In a media world obsessed with anniversaries, this one has barely been marked. Two years ago today, Premier Gordon Campbell stood before the jackals of the B.C. media as a drunk driver who had just spent a night in a Maui jail cell.
It was a Sunday, a day off from my regular duties as a member of the Vancouver Sun's editorial board, but I wanted to see that press conference in its every aspect — the arrogant handlers, the media dogs, the premier's well-rehearsed insincerities.
I got what I came for.
The minute I arrived I was told that journalists from BCTV, my kissing cousins in the CanWest Global media empire, were surprised by the play the Sun had given the initial news of Campbell's night in jail — top of the front page, of course, but with a small photograph and a typical headline. They had even talked about doing a story on the Sun's strange handling of the news of his arrest, which received much more play in national papers. I wasn't holding my breath. Was it their thought that counted?

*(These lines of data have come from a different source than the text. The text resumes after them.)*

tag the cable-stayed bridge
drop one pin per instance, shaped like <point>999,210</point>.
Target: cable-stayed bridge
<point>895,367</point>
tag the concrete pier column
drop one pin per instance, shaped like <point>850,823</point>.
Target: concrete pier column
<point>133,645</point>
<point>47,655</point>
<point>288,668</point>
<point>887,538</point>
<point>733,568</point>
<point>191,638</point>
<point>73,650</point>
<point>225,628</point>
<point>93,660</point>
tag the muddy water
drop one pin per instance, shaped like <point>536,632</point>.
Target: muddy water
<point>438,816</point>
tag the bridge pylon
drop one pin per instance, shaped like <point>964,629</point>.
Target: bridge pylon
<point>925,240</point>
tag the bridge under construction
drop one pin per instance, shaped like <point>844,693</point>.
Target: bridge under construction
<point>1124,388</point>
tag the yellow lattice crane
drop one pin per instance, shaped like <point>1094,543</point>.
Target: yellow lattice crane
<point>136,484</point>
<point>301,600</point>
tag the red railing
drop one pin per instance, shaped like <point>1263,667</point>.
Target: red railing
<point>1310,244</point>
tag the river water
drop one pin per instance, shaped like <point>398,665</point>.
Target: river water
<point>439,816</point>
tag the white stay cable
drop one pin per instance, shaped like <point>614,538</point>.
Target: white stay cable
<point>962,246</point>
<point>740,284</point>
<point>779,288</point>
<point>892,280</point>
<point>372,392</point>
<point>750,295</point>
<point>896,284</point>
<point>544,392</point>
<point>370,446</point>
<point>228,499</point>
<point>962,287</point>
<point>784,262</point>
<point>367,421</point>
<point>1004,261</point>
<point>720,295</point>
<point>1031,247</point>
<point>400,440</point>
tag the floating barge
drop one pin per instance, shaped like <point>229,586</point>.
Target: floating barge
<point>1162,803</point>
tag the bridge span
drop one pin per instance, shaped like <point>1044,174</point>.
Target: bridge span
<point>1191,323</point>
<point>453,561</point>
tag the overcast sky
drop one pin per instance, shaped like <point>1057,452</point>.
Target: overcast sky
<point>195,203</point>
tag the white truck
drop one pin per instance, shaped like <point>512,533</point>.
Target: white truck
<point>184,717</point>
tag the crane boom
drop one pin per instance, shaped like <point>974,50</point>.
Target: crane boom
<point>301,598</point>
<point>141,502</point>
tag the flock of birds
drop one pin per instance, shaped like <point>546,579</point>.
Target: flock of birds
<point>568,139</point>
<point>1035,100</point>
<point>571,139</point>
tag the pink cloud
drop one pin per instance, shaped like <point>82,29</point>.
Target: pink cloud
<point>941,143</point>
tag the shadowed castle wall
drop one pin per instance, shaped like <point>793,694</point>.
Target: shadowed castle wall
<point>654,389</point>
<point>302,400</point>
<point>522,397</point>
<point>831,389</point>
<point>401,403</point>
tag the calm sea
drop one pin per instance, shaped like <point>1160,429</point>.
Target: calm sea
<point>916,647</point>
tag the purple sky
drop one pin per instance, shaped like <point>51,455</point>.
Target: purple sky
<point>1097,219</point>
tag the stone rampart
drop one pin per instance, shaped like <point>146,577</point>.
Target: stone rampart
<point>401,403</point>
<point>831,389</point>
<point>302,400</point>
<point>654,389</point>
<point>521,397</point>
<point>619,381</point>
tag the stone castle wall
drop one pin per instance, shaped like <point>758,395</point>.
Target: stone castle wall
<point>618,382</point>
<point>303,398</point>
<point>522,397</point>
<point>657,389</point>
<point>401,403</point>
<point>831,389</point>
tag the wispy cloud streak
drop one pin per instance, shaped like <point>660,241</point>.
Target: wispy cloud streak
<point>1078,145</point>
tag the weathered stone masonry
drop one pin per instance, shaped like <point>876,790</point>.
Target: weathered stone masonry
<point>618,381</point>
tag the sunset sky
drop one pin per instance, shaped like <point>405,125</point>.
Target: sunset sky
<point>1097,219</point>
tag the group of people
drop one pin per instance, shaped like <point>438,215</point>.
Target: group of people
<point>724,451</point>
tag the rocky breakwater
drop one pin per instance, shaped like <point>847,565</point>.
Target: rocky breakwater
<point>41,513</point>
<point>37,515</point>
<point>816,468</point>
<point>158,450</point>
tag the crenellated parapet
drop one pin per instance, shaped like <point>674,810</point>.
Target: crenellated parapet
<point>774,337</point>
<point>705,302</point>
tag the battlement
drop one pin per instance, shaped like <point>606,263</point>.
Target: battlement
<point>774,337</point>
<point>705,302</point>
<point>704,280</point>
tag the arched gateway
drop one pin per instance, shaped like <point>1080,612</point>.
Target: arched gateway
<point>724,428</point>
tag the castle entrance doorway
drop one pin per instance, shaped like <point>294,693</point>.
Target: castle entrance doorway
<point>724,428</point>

In fact, as far as the Sun was concerned, the worst was yet to come. In the meantime, there was Campbell and the pack of hounds.
Although they shouted derisively, the media's questions were important. Was it just an incredible coincidence that Campbell got caught the first time — to his knowledge — he drove over the legal limit? Would he ask a cabinet minister in a similar situation to resign? Has he tarnished the office of the premier? Does he consider what he did a criminal act?
It angered me that Premier Campbell begged for our forgiveness and promised to re-earn our trust, then responded to all these questions with the usual evasion of a career politician.
One reporter asked why he was smiling in that mugshot. "I don't believe I was smiling," Campbell replied.
It also saddened me that if Premier Campbell had given the answers I wanted — honest, direct, forthright ones — some among of the journalists would have used the replies to crucify him. If Campbell had said that when he was young and callow he had probably driven drunk, some news stories would have screamed "Campbell admits he's a repeat offender." Then the self-satisfied journalists would have shuffled off to the bar.
The Sun's sharp spike
When I returned to work, a senior editor told me he was impressed with Campbell's performance: "All the right buzzwords." I had a different view, and I wrote about it, but I was told there was no room for my opinion piece. Perhaps that was true, or perhaps editors were looking over their shoulders.
I do know that a compelling story by Peg Fong about Gordon Campbell's night in jail was killed that week. It featured an interview with a cellmate, and it flattered Campbell. There was little in the story that might be considered contentious. Is it true that a cellmate suggested that Campbell sit a little further away from the urinal? Did Campbell really look like he didn't belong in jail?
Sun editor Patricia Graham told B.C. Business magazine that the story was killed because the cellmate had been described to the Sun by Maui police as a "complete prevaricator." As opposed to all the other people that newspapers quote? As opposed to a premier who says his government hasn't sold B.C. Rail, hasn't expanded gambling, and does not "believe" he was smiling in that mugshot?
In some form, Fong's story should have appeared in the Vancouver Sun.
Raise the standards
As a person who cares deeply about how we define ourselves as a society, and as one who thinks politics and journalism are central to that process, that week left me with an enormous sense of sadness. I wanted to turn away from both of them, even though I believe politicians and journalists, almost without exception, aspire to be honourable citizens who contribute to the public good.
Yes, even Gordon Campbell, who allowed actual citizens to propose reforms to the electoral system. Yes, even my former employers at the Vancouver Sun, where columnist Vaughn Palmer offers this province's most effective criticism of our Liberal government.
Yet too many politicians and journalists get dragged down by expectation, fear and partisan opportunism, and as a consequence we are not trusted. It's an institutional problem, and it's a human problem. We need more strictures to protect the standards of our work. We need to be more dispassionate. And we need more courage.
It's been two years since Gordon Campbell got nailed for drunk driving, and begged our forgiveness with a manipulative — I'd even say cowardly — display of political theatre.
Since then, as other scandals mount in both journalism and politics, it seems we've been talking ever so slightly more about restoring trust in our respective vocations. I'm hopeful. I wish I could say I'm optimistic.
Tyee contributing editor Charles Campbell accepted a buyout from The Vancouver Sun in 2003.